North Korea, Day 1

25th August

Arriving in Beijing, I take a taxi to the hotel and meet up with the rest of the group for breakfast; I am travelling with Christian Friends of Korea (CFK) – a US non-profit organisation that has been working in DPRK since 1995). There are six of us in total including a team of experts in diagnostics and TB treatment, plus four or five Koreans from the Ministry of Health, taking the opportunity to see the projects.

 

Heidi [Linton], the indefatigable Director of CFK disappeared off to the North Korean embassy with my passport and photos to get my visa. By 11 a.m. we were in the departure lounge with a collection of returning North Koreans who were loading up with Marlborough and Camel cigarettes, plus a troop of girls in traditional “hanbok” dresses who appeared to be musicians returning from a concert tour.

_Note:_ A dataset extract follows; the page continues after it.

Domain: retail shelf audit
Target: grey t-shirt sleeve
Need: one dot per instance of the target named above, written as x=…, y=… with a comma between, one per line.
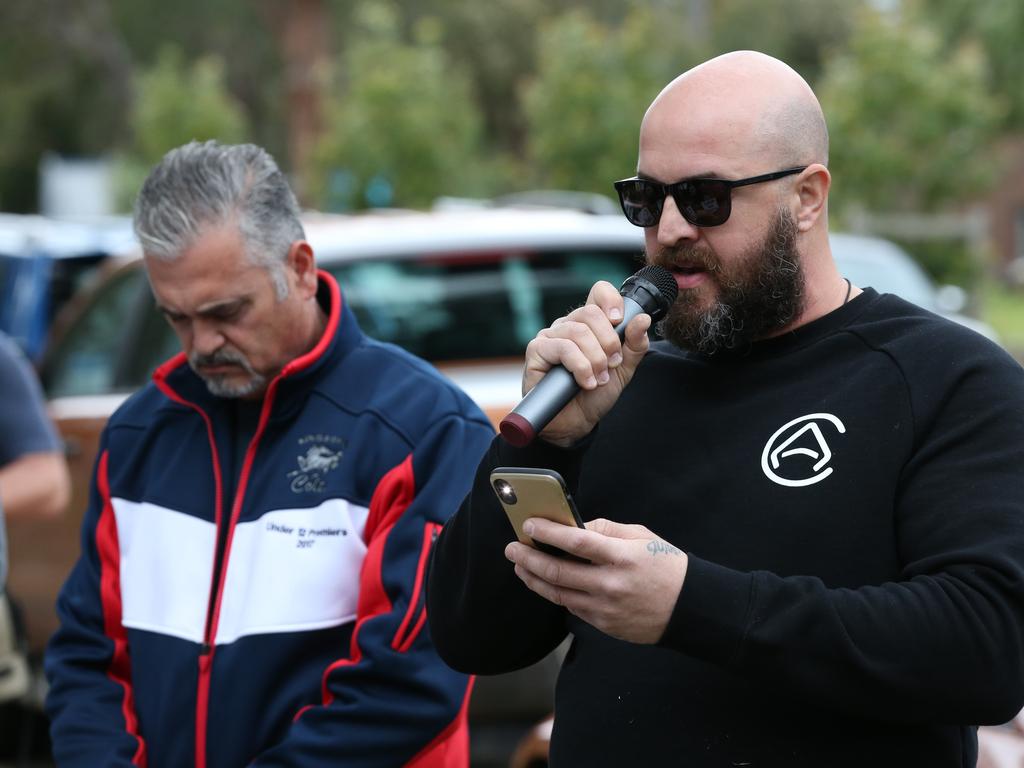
x=25, y=425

Arriving in Pyongyang, I see the first sign of change since my last visit – the old-fashioned soviet-style booths with side windows had been replaced by a row of immigration officials in military style uniform facing us as we arrived.

We had to hand over all phones and communication devices but otherwise, little interest was taken in any of our belongings. So although I am incommunicado, it is very noticeable that since I last visited four years ago, all our guides now have cell phones and make full use of the available selection of ring tones and even watch movies on them. Apparently they can call each other, but not receive calls from foreigners, so behind the scenes there are still a lot of rules. Foreigners can buy mobile phones for their local friends, as long as they are paid for in hard currency, euros for preference, in local shops which are extremely popular these days. People also have laptops and there is an infranet for use in N. Korea, but no internet.

Our guides are all full time officials from the Ministry of Health.  By mutual agreement, the guides are to go everywhere with us, so walks down to the river from the Potongang Hotel are fine but not jogging along the river itself – although they probably would have sent someone to accompany me if I had asked! They are hard working, friendly, and keen to help. Some of them have travelled or studied abroad and they all speak good English. They are happy to chat about their families, work and other neutral subjects, and we share many jokes over the course of our visit.

DancersCFK is working with the Ministry of Public Health which oversees the civilian population, so they are our hosts. That night we had what can only be described as a banquet – 10 courses included grilled trout, barbequed beef, and beer, soju (rice wine) and even a bottle of warm Muscadet – very friendly and convivial.